Remember this exchange from As Good As It Gets?

Carol: “OK, we all have these terrible stories to get over, and you-“

Melvinl: “It’s not true. Some have great stories, pretty stories that take place at lakes with boats and friends and noodle salad. Just no one in this car. But, a lot of people, that’s their story. Good times, noodle salad.”

There are more things in heaven and earth, Horatio…

Ross Douthat does just a bit of musing on Christopher Hitchens’ God is not Great, or rather, on Michael Kinsley’s review of it. His criticism: Kinsley makes no call on the effectiveness of Hitchens’ argument. One of the commentors (and it’s great fun to see atheists and believers mix it up in the comments), fires off this little bit:

“Ross totally misses the point here. The reason Kinsley does not evaluate the persuasiveness of Hitchens’ argument is because how persuasive it is depends entirely on what your religious faith is. The fact is, no atheist writer– not Hitchens or anyone else– is going to convince a devout believer to give up his or her beliefs. Similarly, Rick Warren and Joel Osteen and Pope Benedict aren’t going to convince atheists and agnostics who have really thought about these things to become Christians.”
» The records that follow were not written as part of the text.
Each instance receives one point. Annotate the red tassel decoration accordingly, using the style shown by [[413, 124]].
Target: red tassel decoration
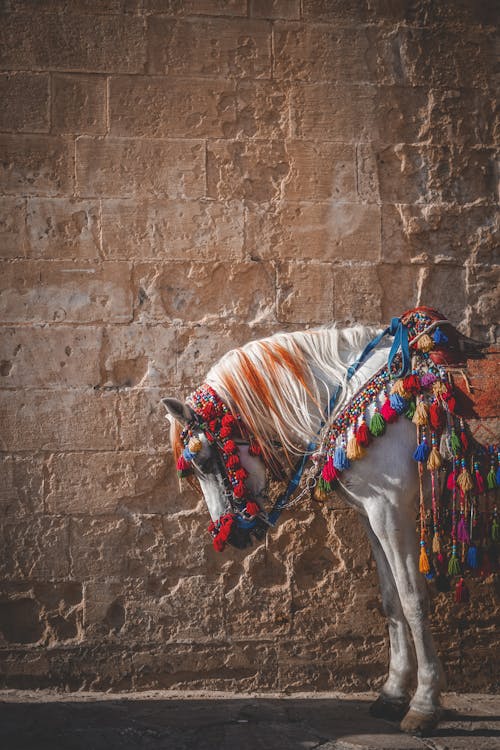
[[388, 413], [363, 434]]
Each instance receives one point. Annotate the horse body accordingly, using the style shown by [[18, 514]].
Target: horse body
[[283, 386]]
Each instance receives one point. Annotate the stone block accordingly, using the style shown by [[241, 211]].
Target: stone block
[[289, 9], [87, 42], [358, 112], [246, 170], [438, 233], [78, 104], [173, 229], [25, 102], [197, 7], [137, 355], [319, 231], [35, 420], [63, 228], [21, 487], [305, 292], [48, 357], [203, 292], [96, 484], [428, 174], [122, 168], [12, 227], [356, 295], [35, 165], [35, 549], [312, 53], [210, 47], [59, 291], [320, 171]]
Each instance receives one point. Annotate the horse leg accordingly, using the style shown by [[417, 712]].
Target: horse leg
[[393, 524], [393, 700]]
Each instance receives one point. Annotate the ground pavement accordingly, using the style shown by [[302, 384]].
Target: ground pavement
[[160, 720]]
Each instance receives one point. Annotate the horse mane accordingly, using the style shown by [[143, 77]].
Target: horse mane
[[278, 384]]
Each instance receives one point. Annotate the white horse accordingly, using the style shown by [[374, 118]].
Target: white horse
[[281, 387]]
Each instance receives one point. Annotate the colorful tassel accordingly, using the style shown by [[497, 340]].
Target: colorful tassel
[[421, 416], [377, 424], [423, 563]]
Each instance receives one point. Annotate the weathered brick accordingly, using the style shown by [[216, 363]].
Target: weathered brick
[[326, 53], [95, 483], [358, 112], [197, 7], [72, 419], [429, 174], [202, 292], [61, 228], [35, 165], [123, 168], [172, 229], [253, 171], [320, 231], [439, 234], [209, 47], [305, 292], [21, 487], [289, 9], [35, 549], [356, 295], [56, 291], [69, 357], [137, 355], [25, 102], [320, 171], [78, 104], [90, 43], [13, 238]]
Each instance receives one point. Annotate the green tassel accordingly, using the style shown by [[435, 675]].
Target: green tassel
[[377, 424], [410, 409], [456, 445], [453, 566], [495, 531], [491, 481]]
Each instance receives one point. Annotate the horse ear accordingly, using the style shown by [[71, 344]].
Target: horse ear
[[179, 411]]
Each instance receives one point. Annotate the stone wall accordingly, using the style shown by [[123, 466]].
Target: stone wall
[[179, 176]]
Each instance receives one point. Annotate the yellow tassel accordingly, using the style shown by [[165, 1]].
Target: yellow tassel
[[399, 389], [354, 450], [435, 460], [425, 343], [464, 481], [423, 563], [439, 388], [436, 544], [421, 416]]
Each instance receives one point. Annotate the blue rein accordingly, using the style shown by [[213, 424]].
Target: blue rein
[[400, 343]]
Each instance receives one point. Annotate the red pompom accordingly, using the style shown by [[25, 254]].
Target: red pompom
[[412, 384], [363, 435], [388, 413], [239, 490], [229, 447]]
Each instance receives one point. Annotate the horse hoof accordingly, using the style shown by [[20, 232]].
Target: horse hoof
[[383, 708], [419, 724]]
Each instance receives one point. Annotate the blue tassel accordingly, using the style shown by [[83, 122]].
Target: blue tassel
[[439, 337], [340, 460], [472, 557], [422, 452], [398, 403]]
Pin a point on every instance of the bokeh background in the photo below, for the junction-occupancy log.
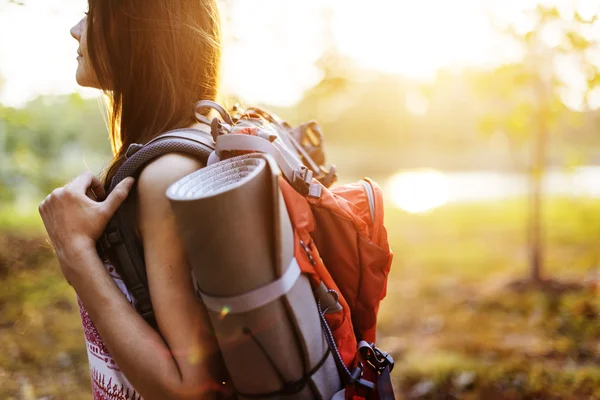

It’s a tempting claim; there are times when I’ve felt the same thing with regard to abortion: the line has been drawn, and nobody is going to read/think/talk their way across the line in either direction. But, at least with regard to religious belief, it simply isn’t true. Most of the converts I have known (not that I’ve known a great many) have read their way into the Church. I’m sure that’s not the whole story, but the books do seem to matter. So while some people may never convert, other people have good times and noodle salad.

Comments

  1. AnotherCoward says

    I remember a long time ago when we first started talking here your brother or sister-in-law saying that perhaps the time for apologetics is dead for similar reasons (i.e. we’re so ontologically estranged and entrenched).

    I will not abandon hope that words/ideas and passion will influence and change people. Sure, it may not happen over night, but then these kinds of changes are not deterministic. It really does take some measure of Grace and personal willingness for chinks in the armor to emerge and unravel – perhaps more today than ever.

  2. People may talk not talk “others” over the line, but they can still, if they’re honest, talk/think/read THEMSELVES over the line.